The middle school is part of Edgewood ISD, one of seven districts in A&M-San Antonio’s ASPIRE network.
Cardona and Joaquin Castro, U.S. representative for District 20, toured the school and had a roundtable discussion with students in the cafeteria.
Cardona encouraged students to discuss their suggestions for improving schools nationwide.
Students suggested more individualized support, after school programs and more help with subjects like reading and math.
Cardona emphasized that he was going to share his notes from the roundtable discussion with the White House and shook the hands of students at the end of discussion.
At the media event, Castro took two questions from Jaguar Student Media reporters and one question from a seventh-grade reporter, along with questions from local journalists.
The seventh-grader asked Cardona what it would take in her education to have his position.
“Work hard and continue to find your passion,” Cardona said. “I always say ‘chase your passion, not the position, and good things will happen.’ And you’re doing it already. You’re in seventh grade interviewing me. When I was in seventh grade I was losing my pencils.”
Cardona said while meeting with students across the country, he’s heard everyone is still healing from the pandemic.
“We talk a lot about the digital divide, but there’s a relational divide that our students are keen on closing,” Cardona said. “We sometimes just need to take their lead… They’ve gone through a lot.”
Cardona said there also needs to be a focus on students’ holistic needs.
“That means making sure that they’re not hungry,” Cardona said. “That means we’re addressing housing insecurity. That means addressing how they’re feeling.”

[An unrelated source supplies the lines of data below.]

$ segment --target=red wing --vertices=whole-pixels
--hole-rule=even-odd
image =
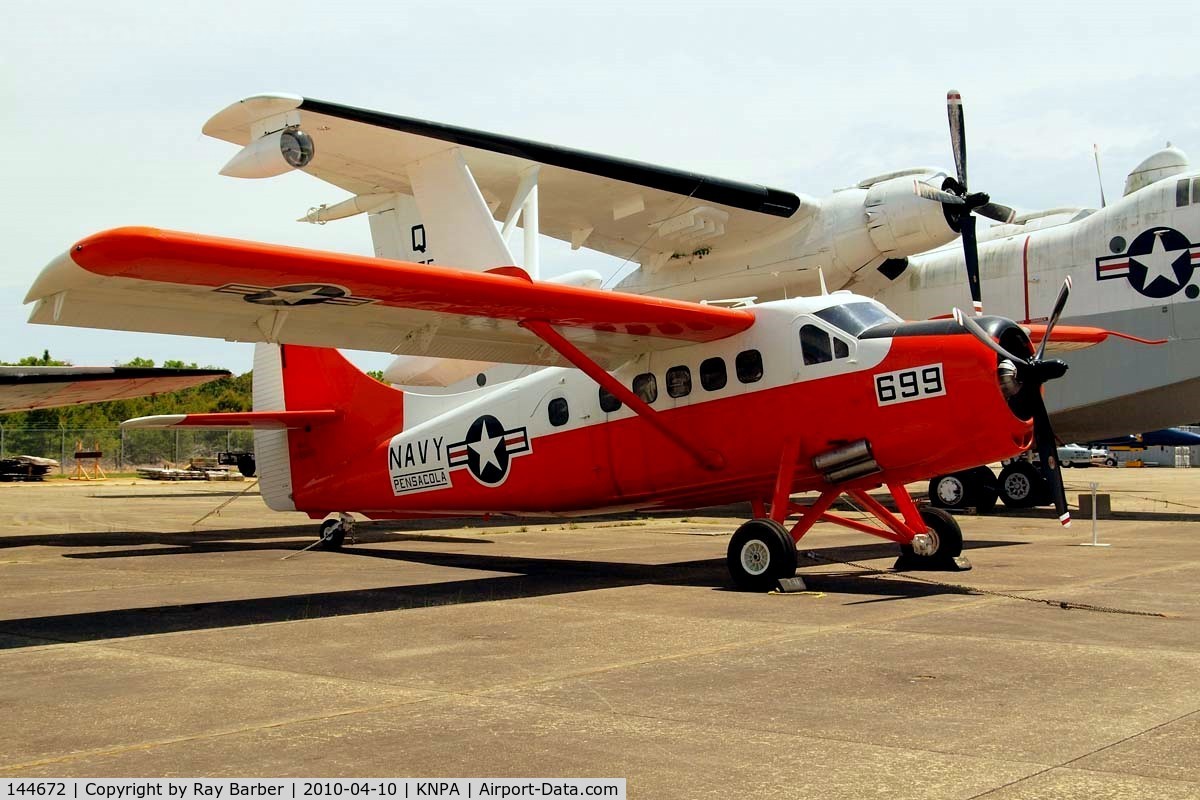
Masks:
[[[606,365],[754,323],[745,309],[154,228],[84,239],[30,301],[35,323],[540,365],[560,360],[528,320]]]

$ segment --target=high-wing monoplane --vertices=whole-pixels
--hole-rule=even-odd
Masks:
[[[320,527],[330,546],[350,512],[749,501],[755,518],[732,537],[728,566],[754,589],[794,572],[794,543],[818,521],[896,542],[910,565],[958,564],[956,523],[918,509],[905,483],[1033,438],[1052,451],[1042,385],[1064,365],[1046,345],[1110,336],[1056,329],[1057,313],[1028,329],[998,317],[904,323],[850,293],[721,307],[536,282],[511,266],[469,272],[148,228],[76,243],[26,301],[34,323],[258,343],[253,411],[127,425],[253,428],[268,505],[336,515]],[[545,368],[430,398],[376,381],[332,347]],[[868,493],[880,485],[898,513]],[[800,491],[820,497],[799,506]],[[844,495],[877,524],[834,512]]]

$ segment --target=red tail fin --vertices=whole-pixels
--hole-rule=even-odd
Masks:
[[[263,498],[272,509],[338,511],[336,487],[370,470],[372,453],[404,427],[404,393],[337,350],[259,344],[254,409],[335,409],[332,422],[254,434]],[[272,407],[272,408],[268,408]],[[386,473],[379,470],[386,477]],[[318,498],[326,498],[318,500]]]

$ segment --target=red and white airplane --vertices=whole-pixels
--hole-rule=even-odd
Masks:
[[[1048,326],[997,318],[905,323],[850,293],[721,307],[210,236],[122,228],[76,243],[36,279],[30,321],[258,343],[254,410],[132,420],[256,431],[265,501],[313,518],[338,547],[370,518],[580,515],[750,501],[737,585],[796,570],[818,521],[952,567],[952,517],[905,483],[1016,455],[1049,456],[1069,522],[1042,384]],[[1042,339],[1033,350],[1030,333]],[[1100,329],[1054,331],[1096,343]],[[427,397],[382,384],[336,350],[547,367]],[[884,485],[899,515],[868,489]],[[820,492],[798,506],[796,492]],[[830,511],[841,495],[876,517]],[[798,519],[786,528],[793,516]]]

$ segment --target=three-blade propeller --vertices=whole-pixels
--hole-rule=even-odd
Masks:
[[[1042,343],[1031,359],[1022,359],[1019,355],[1009,353],[992,339],[979,323],[964,314],[960,309],[954,309],[954,320],[959,325],[995,350],[1001,359],[1006,359],[1012,363],[1012,369],[1015,371],[1015,386],[1021,396],[1021,402],[1033,416],[1033,441],[1038,450],[1038,459],[1042,463],[1042,474],[1045,476],[1046,483],[1050,486],[1050,492],[1054,495],[1054,507],[1058,513],[1058,522],[1064,527],[1070,524],[1070,512],[1067,510],[1067,491],[1062,485],[1062,468],[1058,464],[1057,440],[1054,435],[1054,428],[1050,427],[1050,415],[1046,413],[1045,399],[1042,397],[1042,385],[1048,380],[1061,378],[1067,372],[1067,363],[1064,361],[1058,359],[1048,361],[1044,356],[1046,343],[1050,341],[1050,333],[1058,323],[1069,295],[1070,278],[1068,277],[1058,291],[1058,299],[1055,301],[1054,311],[1050,313],[1050,320],[1046,323]],[[1007,369],[1008,365],[1002,363],[1002,368]]]
[[[984,192],[971,193],[967,190],[967,130],[962,116],[962,96],[950,90],[946,94],[946,114],[950,122],[950,148],[954,151],[955,178],[947,178],[942,190],[956,197],[959,203],[946,205],[946,217],[962,235],[962,251],[966,257],[967,285],[971,288],[971,303],[978,317],[983,313],[983,290],[979,285],[979,248],[976,240],[976,215],[1008,223],[1016,217],[1016,211],[992,203]]]

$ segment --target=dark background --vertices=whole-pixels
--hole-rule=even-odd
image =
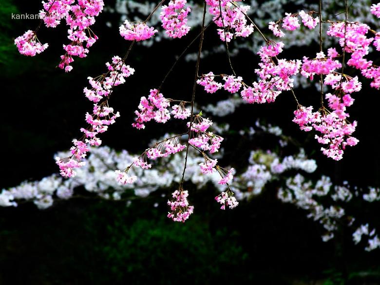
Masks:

Cardona said he wants to focus on increasing Pell grants so students can continue with college studies and get support for tuition and expenses.
Cardona also said it was important to support educators.
“We need to lift the profession and make sure we are honoring our educators,” Cardona said. “Coffee in the teacher’s lounge is great during teacher’s appreciation week, but so is providing a good public service loan forgiveness program that relieves their loan debt if they serve the public for 10 years…”
The Department of Education on Oct. 7 announced changes to the Public Service Loan Forgiveness program.. These changes, which are temporary through Oct. 31 of next year, will allow previous payments to federal loan programs or repayment plans to count toward the 120 payments needed for loan forgiveness.
Castro said he and Cynthia Teniente-Matson, A&M-San Antonio president, invited Cardona to the school to show him “the best of the Westside.”
Matson said having Cardona and Castro visit the school was special because it allowed them to see the partnership first-hand.
Matson, who had visited the school during the pandemic, said this tour was different.
“What was different today was the energy and enthusiasm of being together,” Matson said.
Matson said it’s important that A&M-San Antonio students are able to make a difference in their community.
“For me, it’s important that our students who identify or resonate with the community … are able to come back and make a difference in their hometown and be examples to other students,” Matson said.